インターネットの発達した現代では、特にそのことは言えるのではないでしょうか。警察の場合、ハンターは、地域のおまわりさんであり、刑事さんなどであると思います。そして料理人は、内勤事務の企画係や事件係などではないでしょうか。

新聞業界で考えるとハンターは取材記者で料理人は編成記者ではないでしようか。いい材料を入手し、読者にとっていい記事を提供する。

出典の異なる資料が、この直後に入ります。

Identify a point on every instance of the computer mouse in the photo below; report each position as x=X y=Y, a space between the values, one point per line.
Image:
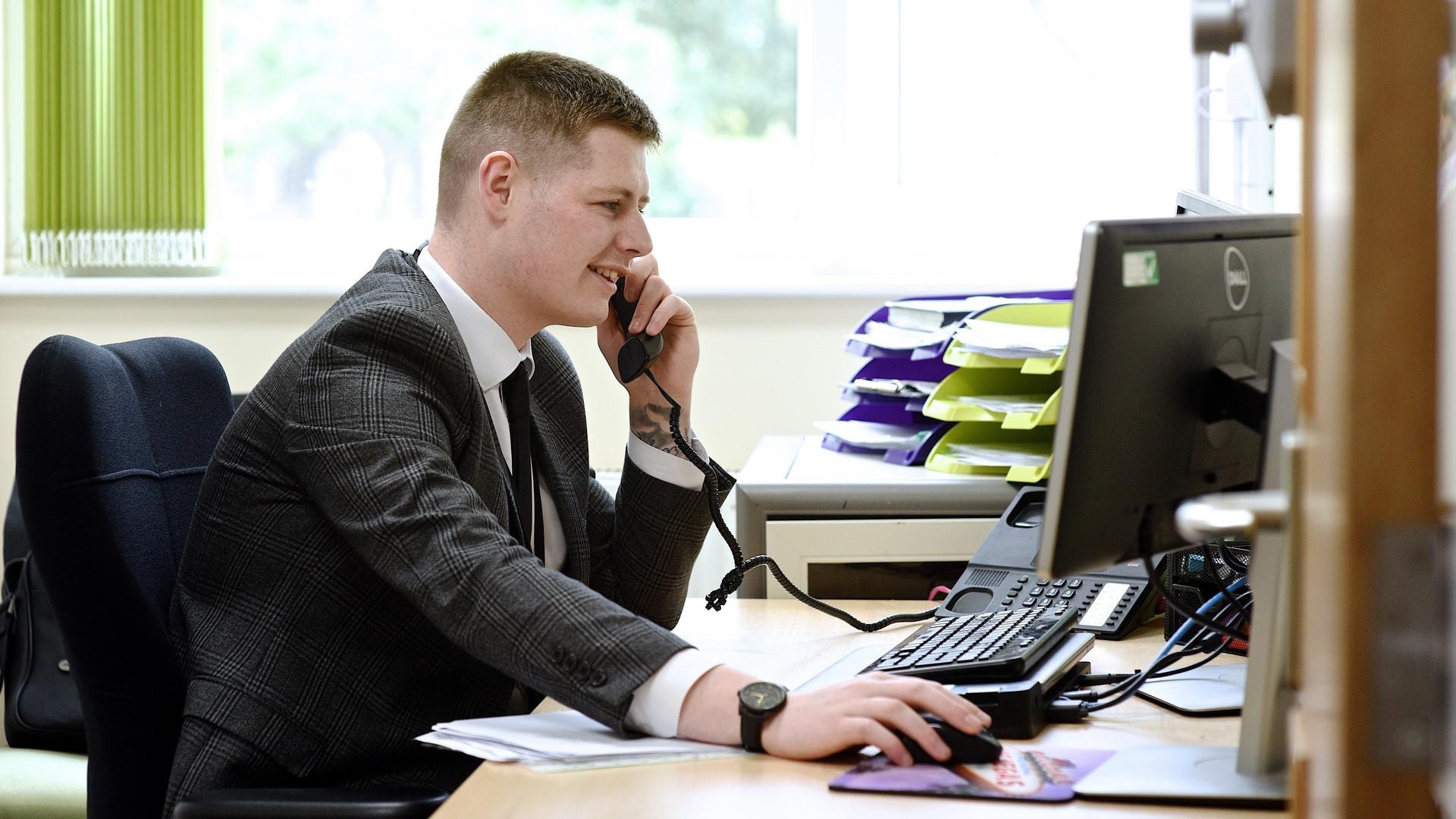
x=967 y=748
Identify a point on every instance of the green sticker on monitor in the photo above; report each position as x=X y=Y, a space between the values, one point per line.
x=1139 y=268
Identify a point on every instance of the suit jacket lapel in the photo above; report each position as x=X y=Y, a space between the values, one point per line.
x=546 y=439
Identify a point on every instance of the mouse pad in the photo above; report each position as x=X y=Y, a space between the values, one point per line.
x=1038 y=774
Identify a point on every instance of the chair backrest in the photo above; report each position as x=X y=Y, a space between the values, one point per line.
x=111 y=447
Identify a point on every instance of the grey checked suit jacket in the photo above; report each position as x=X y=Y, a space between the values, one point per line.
x=350 y=577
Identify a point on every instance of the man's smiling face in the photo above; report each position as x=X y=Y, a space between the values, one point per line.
x=579 y=228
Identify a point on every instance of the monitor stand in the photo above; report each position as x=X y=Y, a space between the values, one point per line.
x=1254 y=773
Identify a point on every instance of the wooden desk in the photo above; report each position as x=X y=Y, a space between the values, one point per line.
x=786 y=642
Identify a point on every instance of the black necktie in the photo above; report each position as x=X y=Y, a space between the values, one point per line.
x=516 y=392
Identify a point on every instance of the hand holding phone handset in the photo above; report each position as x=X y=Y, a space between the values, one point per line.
x=632 y=360
x=639 y=349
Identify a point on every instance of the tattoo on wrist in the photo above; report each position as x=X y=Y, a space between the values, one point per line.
x=651 y=425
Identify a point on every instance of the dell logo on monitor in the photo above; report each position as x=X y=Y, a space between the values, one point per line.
x=1235 y=278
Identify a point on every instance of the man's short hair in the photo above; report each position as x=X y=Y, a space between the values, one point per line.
x=538 y=107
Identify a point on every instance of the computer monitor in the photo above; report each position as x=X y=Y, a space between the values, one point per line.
x=1165 y=388
x=1180 y=384
x=1196 y=203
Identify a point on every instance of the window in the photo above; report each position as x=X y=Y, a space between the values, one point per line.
x=811 y=146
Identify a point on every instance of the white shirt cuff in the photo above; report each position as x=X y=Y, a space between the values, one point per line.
x=667 y=466
x=658 y=701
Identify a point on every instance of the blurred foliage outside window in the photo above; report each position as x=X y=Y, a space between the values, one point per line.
x=335 y=111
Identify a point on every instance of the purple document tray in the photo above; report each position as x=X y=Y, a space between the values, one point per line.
x=934 y=350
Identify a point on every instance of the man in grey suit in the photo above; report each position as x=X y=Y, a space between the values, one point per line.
x=369 y=556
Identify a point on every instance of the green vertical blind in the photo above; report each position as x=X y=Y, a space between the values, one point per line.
x=115 y=171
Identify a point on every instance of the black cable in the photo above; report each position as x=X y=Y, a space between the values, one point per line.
x=730 y=583
x=1168 y=598
x=1131 y=682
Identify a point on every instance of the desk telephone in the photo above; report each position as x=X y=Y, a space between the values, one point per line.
x=1002 y=576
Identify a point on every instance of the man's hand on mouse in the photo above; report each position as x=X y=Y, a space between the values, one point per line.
x=865 y=710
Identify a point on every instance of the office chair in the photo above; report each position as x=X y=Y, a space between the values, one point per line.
x=111 y=447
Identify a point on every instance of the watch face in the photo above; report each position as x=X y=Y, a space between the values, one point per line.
x=762 y=695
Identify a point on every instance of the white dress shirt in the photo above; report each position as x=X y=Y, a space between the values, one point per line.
x=658 y=701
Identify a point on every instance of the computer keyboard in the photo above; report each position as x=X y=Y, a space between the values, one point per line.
x=987 y=646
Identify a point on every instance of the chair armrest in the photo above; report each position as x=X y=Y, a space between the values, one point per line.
x=312 y=803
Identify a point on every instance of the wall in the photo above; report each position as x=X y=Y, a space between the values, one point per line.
x=769 y=366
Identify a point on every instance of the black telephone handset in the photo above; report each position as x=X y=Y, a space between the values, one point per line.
x=639 y=349
x=632 y=362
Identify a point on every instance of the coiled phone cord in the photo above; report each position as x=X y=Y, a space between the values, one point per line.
x=734 y=577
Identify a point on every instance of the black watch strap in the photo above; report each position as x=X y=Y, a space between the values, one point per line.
x=758 y=703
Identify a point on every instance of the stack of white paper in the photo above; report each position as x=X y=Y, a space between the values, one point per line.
x=563 y=741
x=1005 y=340
x=887 y=337
x=1006 y=403
x=871 y=435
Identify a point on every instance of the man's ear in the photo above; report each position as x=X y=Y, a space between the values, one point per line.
x=497 y=175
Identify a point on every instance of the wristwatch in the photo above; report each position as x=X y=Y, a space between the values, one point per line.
x=758 y=701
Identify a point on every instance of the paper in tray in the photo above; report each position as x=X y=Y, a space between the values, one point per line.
x=858 y=346
x=897 y=369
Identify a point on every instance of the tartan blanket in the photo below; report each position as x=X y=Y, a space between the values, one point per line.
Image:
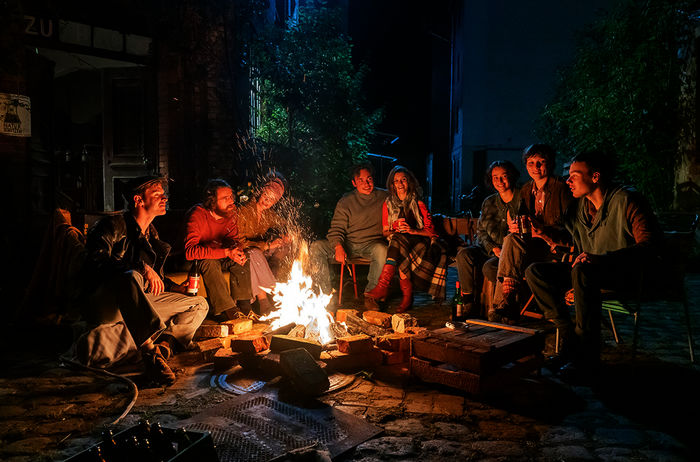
x=424 y=260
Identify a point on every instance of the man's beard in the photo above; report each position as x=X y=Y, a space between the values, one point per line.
x=225 y=213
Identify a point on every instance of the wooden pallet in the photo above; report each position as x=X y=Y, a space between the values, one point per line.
x=475 y=358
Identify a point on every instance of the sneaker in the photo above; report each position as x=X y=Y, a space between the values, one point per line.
x=157 y=368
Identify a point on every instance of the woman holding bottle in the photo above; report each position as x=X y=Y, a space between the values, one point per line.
x=414 y=248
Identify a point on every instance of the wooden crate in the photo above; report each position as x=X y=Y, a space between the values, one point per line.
x=475 y=358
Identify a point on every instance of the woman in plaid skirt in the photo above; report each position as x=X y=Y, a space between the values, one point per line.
x=414 y=247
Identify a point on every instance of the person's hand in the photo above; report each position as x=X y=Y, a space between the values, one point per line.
x=512 y=224
x=180 y=288
x=276 y=244
x=237 y=255
x=585 y=257
x=153 y=281
x=340 y=254
x=402 y=226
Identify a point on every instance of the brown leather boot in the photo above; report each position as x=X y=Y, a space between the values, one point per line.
x=407 y=291
x=382 y=288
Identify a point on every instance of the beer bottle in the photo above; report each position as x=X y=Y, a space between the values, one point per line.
x=193 y=278
x=458 y=314
x=523 y=220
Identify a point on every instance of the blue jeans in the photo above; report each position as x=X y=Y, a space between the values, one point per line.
x=321 y=252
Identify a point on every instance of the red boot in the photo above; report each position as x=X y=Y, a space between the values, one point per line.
x=407 y=291
x=382 y=288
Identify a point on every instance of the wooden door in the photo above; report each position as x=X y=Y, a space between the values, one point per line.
x=129 y=132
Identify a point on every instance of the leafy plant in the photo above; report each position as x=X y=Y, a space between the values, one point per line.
x=312 y=117
x=621 y=94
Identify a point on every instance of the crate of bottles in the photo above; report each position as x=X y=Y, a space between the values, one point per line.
x=150 y=442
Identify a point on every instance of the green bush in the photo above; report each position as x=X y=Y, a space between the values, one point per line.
x=621 y=94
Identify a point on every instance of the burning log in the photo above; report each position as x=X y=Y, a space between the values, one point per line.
x=355 y=344
x=394 y=342
x=338 y=330
x=401 y=321
x=378 y=318
x=211 y=331
x=280 y=343
x=280 y=330
x=239 y=326
x=359 y=326
x=250 y=344
x=298 y=331
x=341 y=314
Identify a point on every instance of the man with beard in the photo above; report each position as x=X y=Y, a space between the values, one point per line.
x=212 y=238
x=130 y=303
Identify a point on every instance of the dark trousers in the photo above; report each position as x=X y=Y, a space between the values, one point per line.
x=550 y=281
x=221 y=297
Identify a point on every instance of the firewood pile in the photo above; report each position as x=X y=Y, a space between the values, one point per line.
x=362 y=341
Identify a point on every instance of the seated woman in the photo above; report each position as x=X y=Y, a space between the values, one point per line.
x=258 y=228
x=413 y=245
x=481 y=260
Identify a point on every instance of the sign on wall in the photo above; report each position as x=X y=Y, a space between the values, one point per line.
x=15 y=115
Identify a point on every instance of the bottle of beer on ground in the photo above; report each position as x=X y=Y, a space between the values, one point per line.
x=523 y=220
x=193 y=279
x=458 y=314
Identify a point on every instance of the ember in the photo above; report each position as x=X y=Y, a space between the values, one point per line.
x=296 y=303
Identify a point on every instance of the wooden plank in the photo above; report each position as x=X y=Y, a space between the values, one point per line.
x=461 y=380
x=501 y=326
x=463 y=358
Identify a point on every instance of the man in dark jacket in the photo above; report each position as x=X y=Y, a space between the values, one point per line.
x=129 y=300
x=543 y=201
x=615 y=236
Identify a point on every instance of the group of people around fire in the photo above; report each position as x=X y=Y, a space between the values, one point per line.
x=586 y=234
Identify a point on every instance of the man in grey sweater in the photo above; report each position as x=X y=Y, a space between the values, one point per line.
x=356 y=231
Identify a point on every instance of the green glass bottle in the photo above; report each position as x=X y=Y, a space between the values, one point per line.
x=458 y=314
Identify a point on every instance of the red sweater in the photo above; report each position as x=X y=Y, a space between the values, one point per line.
x=207 y=238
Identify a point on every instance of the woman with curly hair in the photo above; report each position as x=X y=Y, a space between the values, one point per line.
x=414 y=247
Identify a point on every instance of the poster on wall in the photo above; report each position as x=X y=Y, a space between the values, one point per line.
x=15 y=115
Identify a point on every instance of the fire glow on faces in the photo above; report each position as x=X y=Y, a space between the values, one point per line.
x=500 y=180
x=536 y=166
x=581 y=181
x=154 y=200
x=225 y=202
x=363 y=182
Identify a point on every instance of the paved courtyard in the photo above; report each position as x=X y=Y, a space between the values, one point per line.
x=640 y=411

また、新聞配達員は、配達という行為によって地域の情報を入手している。それも早朝の人通りの少ない時間帯を1軒1軒配達しています。それも決まった時間にほぼ毎日配達しています。状況の変化には敏感になっています。ある意味では、ハンターです。私が警察官として現職であった数年前に、田舎の一軒家で殺人事件がありました。その事件の第一通報者は、新聞配達員でした。新聞が溜まっている。何となく家の様子がおかしい。そこで110番通報となったのです。警察は、事情聴取、現場保存、鑑識活動、聞き込み捜査などの一連の捜査を実施しました。

殺人事件として、特別捜査本部が設けられましたが、今のところ、犯人逮捕のニュースには至っていません。ハンターと料理人の関係でいえば、通報者はハンターで、捜査する警察官が料理人であるのかなと思います。

現在、防犯セミナーを通じて、地域貢献という仕事をしていますが、地域の住民が治安に対して不安に思っていることを販売店の所長さんが聞いて来る。それを地元の警察官に連絡をして、防犯セミナーなどを実施してもらっています。

この場合、販売店の所長さんはハンターで、地元の警察官は料理人なのかもしれません。治安という料理の味付けは、警察官にお願いするとして、私たち警察 OBは高いアンテナを立てて、情報を入手する体制にしておくことが必要であると思っております。地域社会に治安という味付けのお手伝いをする。そんな気持ちになるのは私だけでしょうか。